Data Mining with Weka (3.4: Decision trees)

Hello everyone! This is course 3.4. Let's continue to learn simple classifiers, The classifier that generates the decision tree. Let's look at J48. We have used this classifier many times. Let us learn how it works. J48 is based on a top-down strategy, a recursive divide-and-conquer strategy. Select an attribute and place it at the root node, for every possible attribute value Generate a branch, divide the instance into multiple subsets, Each subset corresponds to a branch of the root node. Then repeat this process recursively on each branch, we can only use the instance that reached this branch, To select attributes for the node. When all instances have the same classification, stop. The trick or question here is how to choose the attributes of the root node. If we look at the weather data, we can see that outlook is taken as the root node. There are four possibilities: outlook, windy, humidity and temperature. These are the results of the split in each attribute. What we want to see is pure splitting, that is, splitting into pure nodes.

We hope to find an attribute, one of its nodes is all yes, The other node is all no, maybe the third node It's all yes again. This can be the best case. We don’t want a mixture of yes and no, because mixed nodes need Split again. You can see that splitting with outlook will be neat. One of the branches has two yes and three no, and the branch overcast is all yes, There are three yes and two no on the branch rainy. How do we quantify the attributes that can produce the purest child nodes? We need to calculate purity. The goal is to get the smallest decision tree, and the top-down tree induction method uses some heuristic methods. The most famous heuristic that produces pure nodes is the heuristic based on information theory. We are not going to explain information theory here, it will be another online course, Very interesting one. The founder of information theory is Claude Shannon, an American mathematician, Passed away 12 years ago.

He is an amazing person, Do a lot of amazing things. I think one of them is that he can be in his 80s Juggling while riding a unicycle. superb. He proposed information theory and quantified information entropy. Information entropy is expressed in bits To measure information. This is the formula for information entropy: the sum of all possible outcomes p log p. We will not explain this formula in detail. The formulas are all negative signs, because when the number is less than 1, its logarithm is negative. And the probability is always less than 1. In the end, the obtained information entropy will be positive. We only look at information gain. How many bits of information gain will you get by knowing the value of an attribute? The information entropy of the distribution before the split is subtracted Information entropy of the split distribution.

Take weather data as an example. These are the values ​​of bits. The information gain of splitting by outlook is 0.247 bits. You may find it strange that these values ​​are all decimals. usually We will see 1bit, 8bit, 32bit, but in information theory you will see decimal bits. These are decimal bits. I will not go into details here. As you can see, knowing that the value of windy is only 0.048 bits of information gain. The humidity is much better, and the temperature is as low as 0.029bits. We have to choose the attribute with the most information gain, The outlook attribute. At the top of the tree, the root node is split with outlook attributes.

After splitting the outlook attribute, we need to look at each branch of outlook, They correspond to the three values ​​of outlook (outlook), consider each branch Further branches. In the first branch, we can choose to split by temperature, windy and humidity. We will not further split with outlook because we know its All instances are sunny. We do the same for the other three attributes.

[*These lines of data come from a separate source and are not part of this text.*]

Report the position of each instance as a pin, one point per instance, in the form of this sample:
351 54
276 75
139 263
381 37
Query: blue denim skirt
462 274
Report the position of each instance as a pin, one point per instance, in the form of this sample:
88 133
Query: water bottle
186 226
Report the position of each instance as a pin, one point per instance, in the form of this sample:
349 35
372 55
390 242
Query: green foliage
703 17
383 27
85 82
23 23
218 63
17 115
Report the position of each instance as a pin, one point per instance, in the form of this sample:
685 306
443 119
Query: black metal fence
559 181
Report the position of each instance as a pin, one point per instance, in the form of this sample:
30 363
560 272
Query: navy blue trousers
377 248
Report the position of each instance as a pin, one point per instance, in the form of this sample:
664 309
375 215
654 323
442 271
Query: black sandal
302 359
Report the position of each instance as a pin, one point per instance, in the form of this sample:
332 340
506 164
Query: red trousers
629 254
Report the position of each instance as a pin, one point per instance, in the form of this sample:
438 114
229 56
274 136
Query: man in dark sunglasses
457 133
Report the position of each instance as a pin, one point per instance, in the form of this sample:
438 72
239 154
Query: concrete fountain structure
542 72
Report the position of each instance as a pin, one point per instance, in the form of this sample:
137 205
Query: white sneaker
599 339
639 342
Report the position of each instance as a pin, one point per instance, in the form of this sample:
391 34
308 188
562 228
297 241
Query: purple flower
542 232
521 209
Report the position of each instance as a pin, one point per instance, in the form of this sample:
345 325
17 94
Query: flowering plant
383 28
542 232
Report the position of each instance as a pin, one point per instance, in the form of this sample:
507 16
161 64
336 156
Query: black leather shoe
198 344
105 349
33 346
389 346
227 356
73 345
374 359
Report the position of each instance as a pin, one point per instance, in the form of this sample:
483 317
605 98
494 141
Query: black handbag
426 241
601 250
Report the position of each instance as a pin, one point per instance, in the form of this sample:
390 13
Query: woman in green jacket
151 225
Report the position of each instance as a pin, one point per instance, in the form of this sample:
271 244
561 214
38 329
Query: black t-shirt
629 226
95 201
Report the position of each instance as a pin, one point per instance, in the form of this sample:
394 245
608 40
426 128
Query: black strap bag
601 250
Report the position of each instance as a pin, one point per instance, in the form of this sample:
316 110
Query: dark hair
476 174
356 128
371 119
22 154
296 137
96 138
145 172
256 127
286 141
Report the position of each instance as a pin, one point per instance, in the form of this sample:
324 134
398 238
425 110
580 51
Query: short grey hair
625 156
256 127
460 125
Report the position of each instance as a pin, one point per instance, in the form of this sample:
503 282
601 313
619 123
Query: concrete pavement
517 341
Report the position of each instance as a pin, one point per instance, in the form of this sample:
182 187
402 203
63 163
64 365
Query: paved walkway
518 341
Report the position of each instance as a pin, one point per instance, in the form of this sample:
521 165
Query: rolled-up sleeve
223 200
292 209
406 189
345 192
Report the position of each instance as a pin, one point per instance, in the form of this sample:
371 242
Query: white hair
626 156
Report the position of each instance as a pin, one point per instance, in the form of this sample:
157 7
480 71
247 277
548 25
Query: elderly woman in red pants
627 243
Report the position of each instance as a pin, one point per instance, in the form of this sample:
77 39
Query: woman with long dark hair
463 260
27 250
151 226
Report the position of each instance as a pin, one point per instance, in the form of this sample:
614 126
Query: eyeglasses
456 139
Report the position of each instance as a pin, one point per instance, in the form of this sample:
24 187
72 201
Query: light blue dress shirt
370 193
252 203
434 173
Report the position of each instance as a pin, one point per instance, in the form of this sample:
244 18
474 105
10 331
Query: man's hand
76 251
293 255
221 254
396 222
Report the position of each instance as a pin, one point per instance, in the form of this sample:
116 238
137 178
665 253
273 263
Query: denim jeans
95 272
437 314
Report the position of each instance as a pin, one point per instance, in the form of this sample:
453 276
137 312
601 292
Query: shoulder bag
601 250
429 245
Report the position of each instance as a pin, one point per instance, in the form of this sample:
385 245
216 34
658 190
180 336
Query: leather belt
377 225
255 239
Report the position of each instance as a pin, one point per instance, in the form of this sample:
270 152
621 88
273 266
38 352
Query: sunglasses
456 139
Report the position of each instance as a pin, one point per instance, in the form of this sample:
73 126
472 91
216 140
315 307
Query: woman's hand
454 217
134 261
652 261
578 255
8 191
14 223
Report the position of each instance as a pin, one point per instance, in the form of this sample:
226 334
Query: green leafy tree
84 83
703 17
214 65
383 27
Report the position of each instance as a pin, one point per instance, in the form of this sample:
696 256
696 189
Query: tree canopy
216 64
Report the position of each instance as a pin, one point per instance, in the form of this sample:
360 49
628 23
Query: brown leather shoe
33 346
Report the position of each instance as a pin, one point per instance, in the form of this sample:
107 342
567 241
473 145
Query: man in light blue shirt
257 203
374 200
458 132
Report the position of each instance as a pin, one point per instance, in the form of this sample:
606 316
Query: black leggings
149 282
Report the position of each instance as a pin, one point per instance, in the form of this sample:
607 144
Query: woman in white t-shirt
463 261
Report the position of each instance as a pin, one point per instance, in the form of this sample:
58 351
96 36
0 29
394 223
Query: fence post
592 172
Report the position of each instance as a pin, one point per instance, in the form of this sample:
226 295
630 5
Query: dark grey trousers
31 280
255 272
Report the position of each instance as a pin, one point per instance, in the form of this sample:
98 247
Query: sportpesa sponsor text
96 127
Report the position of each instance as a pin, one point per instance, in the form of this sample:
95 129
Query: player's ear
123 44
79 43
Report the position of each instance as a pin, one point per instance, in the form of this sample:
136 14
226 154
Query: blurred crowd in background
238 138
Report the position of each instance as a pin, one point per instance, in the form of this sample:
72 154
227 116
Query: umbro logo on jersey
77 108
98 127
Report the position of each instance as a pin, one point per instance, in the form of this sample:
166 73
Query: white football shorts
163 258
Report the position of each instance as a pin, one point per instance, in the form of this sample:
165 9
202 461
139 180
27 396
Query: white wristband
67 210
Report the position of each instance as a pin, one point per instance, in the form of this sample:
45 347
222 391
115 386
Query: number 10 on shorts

We evaluate the information gain of temperature, windy and humidity at this node. Select the attribute with the most information gain. The value of humidity (humidity) is 0.971 bits. It can be seen that if we branch by humidity, we will get pure nodes: one is 3 no, The other is 2 yes. When this result is obtained, there is no need to split again. We are looking for pure nodes. This is the principle of decision trees. The split will continue until all nodes are pure nodes. Open Weka and try the nominal weather data. Of course, we did it before, but now we will do it again. It will not take too long. J48 is a common tool for data mining algorithms. This is data.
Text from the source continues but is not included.